The complete disclosures of all patents, patent documents, and publications cited herein are incorporated by reference in their entirety. U.S. Patent Application Ser. No. entitled
Fischer-Tropsch Processes Using Catalysts on Mesoporous Supports, filed concurrently herewith on
August 18, 1999, and U.S. Patent Application No. , entitled Fischer-Tropsch Processes Using Xerogel and Aerogel Catalysts By Destabilizing Aqueous Colloids, filed concurrently herewith on August 18, 1999, are hereby incorporated herein by reference in their entirety.
U.S. Patent Application No. 09/314,921, entitled Fischer-Tropsch Processes and Catalysts
Using Fluorided Supports, filed May 19, 1999, U.S. Patent Application No. 09/314,920, entitled Fischer-Tropsch Processes and Catalysts Using Fluorided Alumina Supports, filed May 19, 1999, and
U.S. Patent Application No. 09/314,811, entitled Fischer-Tropsch Processes and Catalysts With
Promoters, filed May 19, 1999, are hereby incorporated herein by reference in their entirety.

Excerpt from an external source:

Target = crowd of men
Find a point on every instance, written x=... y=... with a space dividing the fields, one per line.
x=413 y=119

The foregoing detailed description and examples have been given for clarity of understanding only. No unnecessary limitations are to be understood therefrom. The invention is not limited to the exact details shown and described, for variations obvious to one skilled in the art will be included within the invention by the claims.